En la semana santa se nos invita a volver nuestra mirada a la cruz de Jesús. A través de ella podemos ver cómo en el cuerpo ultrajado de todas las víctimas de la historia, se esconde el mismo Dios. En todos los cuerpos contagiados de nuestro tiempo y en todos aquéllos que ponen el cuerpo para proteger, cuidar y acompañar a las víctimas de la pandemia, está el amor discreto de Dios por su humanidad herida. La cruz abraza las heridas de nuestra historia y de nuestra vida. Y nuevamente la poesía lo puede expresar mejor que nadie: “Eres un Dios escondido, pero en la carne de un hombre. Eres un Dios escondido en cada rostro de pobre. Más tu Amor se nos revela cuanto más se nos esconde” (P. Casaldáliga).

El domingo junto a nuestras familias podemos proclamar que Jesús resucitó. La resurrección no es el final feliz de la historia, porque ahora toca vivirla. Decir que Jesús resucitó quiere decir que “la vida es más fuerte que la muerte; la justicia es más fuerte que la injusticia; que la esperanza es más real que la resignación” (Jon Sobrino). El anuncio de la resurrección no se puede hacer on line. Solo se anuncia la buena noticia de la resurrección desde esa cercanía amorosa con los cuerpos heridos de nuestro tiempo. 

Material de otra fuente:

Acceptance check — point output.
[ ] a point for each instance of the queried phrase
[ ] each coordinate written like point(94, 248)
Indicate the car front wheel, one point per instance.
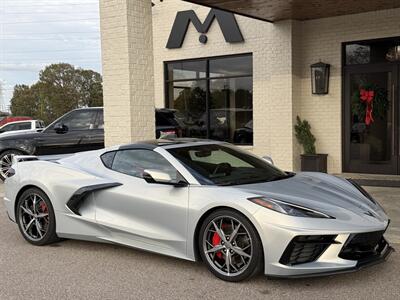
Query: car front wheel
point(6, 161)
point(35, 217)
point(230, 246)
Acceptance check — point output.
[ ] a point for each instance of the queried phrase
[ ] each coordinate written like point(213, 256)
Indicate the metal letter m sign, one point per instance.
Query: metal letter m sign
point(229, 27)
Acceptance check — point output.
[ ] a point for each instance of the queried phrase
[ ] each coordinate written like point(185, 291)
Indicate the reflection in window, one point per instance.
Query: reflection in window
point(219, 105)
point(135, 162)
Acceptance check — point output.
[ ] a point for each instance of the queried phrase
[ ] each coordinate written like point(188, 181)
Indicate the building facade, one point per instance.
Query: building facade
point(251, 90)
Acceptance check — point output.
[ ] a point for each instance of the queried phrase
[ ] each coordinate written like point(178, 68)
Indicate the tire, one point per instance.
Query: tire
point(5, 162)
point(37, 223)
point(214, 250)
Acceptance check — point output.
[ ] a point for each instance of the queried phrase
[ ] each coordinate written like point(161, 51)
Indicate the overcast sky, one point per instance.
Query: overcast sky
point(36, 33)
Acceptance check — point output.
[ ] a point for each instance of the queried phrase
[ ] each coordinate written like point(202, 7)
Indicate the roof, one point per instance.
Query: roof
point(152, 144)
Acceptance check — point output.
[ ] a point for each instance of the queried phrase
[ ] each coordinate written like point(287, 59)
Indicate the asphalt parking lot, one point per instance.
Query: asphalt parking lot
point(84, 270)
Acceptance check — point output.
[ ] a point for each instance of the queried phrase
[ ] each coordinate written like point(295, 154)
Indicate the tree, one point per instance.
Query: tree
point(60, 88)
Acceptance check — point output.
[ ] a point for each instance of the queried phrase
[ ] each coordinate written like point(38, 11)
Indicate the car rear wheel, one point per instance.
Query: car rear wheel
point(6, 161)
point(230, 246)
point(35, 217)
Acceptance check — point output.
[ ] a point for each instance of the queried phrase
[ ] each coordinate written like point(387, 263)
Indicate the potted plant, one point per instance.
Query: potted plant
point(310, 160)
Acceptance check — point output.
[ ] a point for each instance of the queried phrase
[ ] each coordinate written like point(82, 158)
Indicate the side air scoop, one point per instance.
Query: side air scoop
point(76, 200)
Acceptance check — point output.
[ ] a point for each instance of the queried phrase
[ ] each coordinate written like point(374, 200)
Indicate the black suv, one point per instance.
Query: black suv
point(77, 130)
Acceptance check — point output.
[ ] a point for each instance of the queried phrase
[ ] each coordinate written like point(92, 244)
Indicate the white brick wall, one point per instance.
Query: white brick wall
point(127, 58)
point(322, 39)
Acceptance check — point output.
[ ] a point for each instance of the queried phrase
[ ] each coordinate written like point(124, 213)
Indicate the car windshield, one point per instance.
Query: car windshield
point(221, 164)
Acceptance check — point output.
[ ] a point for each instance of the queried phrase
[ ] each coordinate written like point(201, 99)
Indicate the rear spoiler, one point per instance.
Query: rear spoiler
point(21, 158)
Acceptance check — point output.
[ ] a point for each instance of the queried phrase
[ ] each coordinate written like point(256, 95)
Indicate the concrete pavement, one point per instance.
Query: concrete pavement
point(84, 270)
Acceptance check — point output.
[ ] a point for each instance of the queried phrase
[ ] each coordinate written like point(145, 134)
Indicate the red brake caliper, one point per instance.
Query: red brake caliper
point(216, 240)
point(43, 207)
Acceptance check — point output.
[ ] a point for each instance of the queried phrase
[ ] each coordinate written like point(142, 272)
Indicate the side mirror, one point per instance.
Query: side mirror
point(60, 128)
point(160, 177)
point(268, 159)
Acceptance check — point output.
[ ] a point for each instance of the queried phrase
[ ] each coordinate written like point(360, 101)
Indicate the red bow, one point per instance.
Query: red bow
point(368, 97)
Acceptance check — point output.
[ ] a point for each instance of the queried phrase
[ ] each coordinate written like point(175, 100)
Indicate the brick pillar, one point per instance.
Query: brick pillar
point(128, 75)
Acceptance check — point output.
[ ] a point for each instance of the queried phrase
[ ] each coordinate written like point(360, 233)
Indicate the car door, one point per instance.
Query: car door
point(145, 215)
point(67, 134)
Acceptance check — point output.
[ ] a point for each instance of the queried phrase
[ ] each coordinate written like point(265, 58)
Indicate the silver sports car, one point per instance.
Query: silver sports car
point(200, 200)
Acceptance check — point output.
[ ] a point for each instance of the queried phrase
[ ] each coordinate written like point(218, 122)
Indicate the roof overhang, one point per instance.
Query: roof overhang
point(277, 10)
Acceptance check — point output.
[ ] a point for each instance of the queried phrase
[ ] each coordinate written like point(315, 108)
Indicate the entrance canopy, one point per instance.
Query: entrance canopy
point(277, 10)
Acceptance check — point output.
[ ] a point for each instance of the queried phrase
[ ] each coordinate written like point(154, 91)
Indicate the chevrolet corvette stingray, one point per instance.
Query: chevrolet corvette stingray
point(200, 200)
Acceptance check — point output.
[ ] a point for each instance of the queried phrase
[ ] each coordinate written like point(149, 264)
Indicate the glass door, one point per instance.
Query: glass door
point(371, 118)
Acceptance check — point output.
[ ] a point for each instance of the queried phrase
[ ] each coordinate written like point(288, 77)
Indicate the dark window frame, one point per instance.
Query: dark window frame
point(207, 79)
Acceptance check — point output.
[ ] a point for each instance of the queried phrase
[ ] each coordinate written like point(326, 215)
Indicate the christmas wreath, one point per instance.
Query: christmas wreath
point(370, 102)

Y aquí el cuerpo nuevamente tiene un lugar central, porque no hay experiencia de la resurrección, sin cuerpo ni herida. Jesús resucitado, desde su propio cuerpo herido, va restaurando la vida de cada uno sus discípulos y discípulas. El Resucitado repara personas e historias concretas. Y esto lo vemos en la incredulidad de Tomás, que ocho días después de la pascua, había dicho: “Si no veo en sus manos la señal de los clavos y no meto mi dedo en el agujero de los clavos y no meto mi mano en su costado, no creeré” (Juan 20, 25). Tomás está ausente, decepcionado, lleno de incertidumbre por el futuro de su vida, metido para adentro. Hasta que nuevamente aparece Jesús, que sin ningún tipo de recriminación, muestra un gran amor hacia su persona y fragilidad. Este amor lo repara para siempre y Tomás simplemente puede responder con una de las confesiones de fe más hermosas del evangelio, “Señor mío y Dios mio” (Jn 20, 28). 

Que en este tiempo de incertidumbre en medio de la pandemia, nuestra mirada amorosa se detenga en tantos cuerpos heridos por los contagios y el riesgo del cuidado. No olvidemos que la vida nueva que nace con la resurrección incluye las heridas de nuestra propia historia, y que la fe en el resucitado nace del contacto con el cuerpo y su herida, ese cuerpo que torpemente hemos negado tantas veces, y que hoy día anhelamos abrazar de manera infinita.